Where art thou, Wolfgang?
High-profile executive Wolfgang Bernhard’s surprising departure from Daimler this month set tongues wagging. The ambitious engineer has held top jobs at Chrysler when it was owned by Daimler, Mercedes-Benz and Volkswagen, burning bridges behind him at every stop.
Bernhard is nonetheless widely admired for his intellect and drive. He left Daimler — for the ever popular “personal reasons” — when it became clear he would not replace his longtime sponsor and ally Dieter Zetsche as CEO.
If Bernhard wants another job in the auto industry, he should get offers from European, Chinese and possibly even Japanese, Korean or American automakers.
Volkswagen diesel, management feuds
VW’s management suite continues to look like the Red Wedding in “Game of Thrones.” There’s still no end in sight to the cost and legal ramifications of its diesel scandal. Meanwhile, former Chairman and CEO Ferdinand Piëch — also one of VW’s largest stockholders — has reportedly been talking to German authorities, undermining VW management’s claims that they were unaware of the fraud.

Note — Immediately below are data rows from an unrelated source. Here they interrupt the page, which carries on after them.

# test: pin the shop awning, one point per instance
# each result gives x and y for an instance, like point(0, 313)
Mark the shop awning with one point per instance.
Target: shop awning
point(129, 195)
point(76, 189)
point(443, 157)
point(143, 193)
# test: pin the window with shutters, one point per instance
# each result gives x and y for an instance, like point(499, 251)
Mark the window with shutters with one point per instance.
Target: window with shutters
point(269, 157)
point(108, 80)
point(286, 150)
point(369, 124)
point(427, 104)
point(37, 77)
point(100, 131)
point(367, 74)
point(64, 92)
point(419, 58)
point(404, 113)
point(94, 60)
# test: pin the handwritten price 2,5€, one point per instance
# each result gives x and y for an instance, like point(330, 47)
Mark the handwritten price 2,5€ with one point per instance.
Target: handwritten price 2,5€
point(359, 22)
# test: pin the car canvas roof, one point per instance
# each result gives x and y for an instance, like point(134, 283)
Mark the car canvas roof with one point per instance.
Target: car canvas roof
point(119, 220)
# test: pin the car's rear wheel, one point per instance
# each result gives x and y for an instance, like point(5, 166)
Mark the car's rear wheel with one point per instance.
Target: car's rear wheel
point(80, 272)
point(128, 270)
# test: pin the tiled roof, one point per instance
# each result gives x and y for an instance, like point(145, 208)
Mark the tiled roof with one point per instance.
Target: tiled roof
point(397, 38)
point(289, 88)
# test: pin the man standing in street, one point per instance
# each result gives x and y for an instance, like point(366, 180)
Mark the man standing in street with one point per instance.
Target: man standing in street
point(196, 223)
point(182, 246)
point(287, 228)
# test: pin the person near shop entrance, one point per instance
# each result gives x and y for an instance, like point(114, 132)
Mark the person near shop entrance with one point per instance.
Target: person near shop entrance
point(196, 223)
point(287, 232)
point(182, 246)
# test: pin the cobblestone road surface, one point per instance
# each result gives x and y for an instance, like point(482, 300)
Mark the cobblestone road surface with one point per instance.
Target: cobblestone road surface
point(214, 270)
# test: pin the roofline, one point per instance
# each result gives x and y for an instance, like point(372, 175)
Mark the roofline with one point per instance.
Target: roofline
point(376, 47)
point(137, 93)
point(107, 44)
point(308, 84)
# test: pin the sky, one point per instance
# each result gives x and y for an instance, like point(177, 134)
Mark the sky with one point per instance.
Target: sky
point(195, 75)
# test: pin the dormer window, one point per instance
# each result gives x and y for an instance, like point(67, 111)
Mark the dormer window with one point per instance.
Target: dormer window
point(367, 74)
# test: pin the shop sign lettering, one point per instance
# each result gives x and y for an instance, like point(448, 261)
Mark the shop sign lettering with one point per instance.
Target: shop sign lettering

Piëch may be corporate Europe’s most accomplished knife-fighter: Challenge him and you don’t even realize you’re cut until you see your guts on the floor. It wouldn’t surprise anyone if he ended up back on the company’s board, or as kingmaker for a new set of bosses.
I hear that if you say Wolfgang Bernhard’s name three times, he magically appears in your executive suite. Let’s see who calls him first.
Management changes at Renault Nissan
Carlos Ghosn’s decision to step aside as Nissan CEO begins a changing of the guard atop the European auto industry.
Ghosn, Daimler’s Zetsche and Fiat Chrysler boss Sergio Marchionne are Titans of intellect and charisma, and all are likely to retire in the next two to four years.
They reshaped the companies they led, and in the cases of Ghosn and Marchionne, created new automaking giants.
Ghosn, 62, is second to none. He pulled Nissan from the brink of dissolution, made Renault relevant on the world stage, and saved several other brands from ruin. He remains chairman of Nissan — not to mention chairman and CEO of Renault, chairman of Mitsubishi and the brains behind brands including Russian Lada, Romania’s Dacia and Korean Samsung.
Ghosn has not announced retirement plans, but as he takes a step back at Nissan, speculation will inevitably begin.
Did I mention there will be cars?
Automakers hope to squeeze in a few new-vehicle unveilings in between management rumors and boardroom tussles during the Geneva auto show’s media days March 7-8.
The goodies coming include a $1.6-million supercar by Audi’s in-house ItalDesign studio, VW’s Arteon fastback sedan, Opel Grand Insignia station wagon, Mercedes-Benz E-class convertible and a crazed soft-top Mercedes-Maybach SUV that’s like a six-figure Jeep Wrangler.
I’ll preview those and other cars coming at the show Sunday, March 5.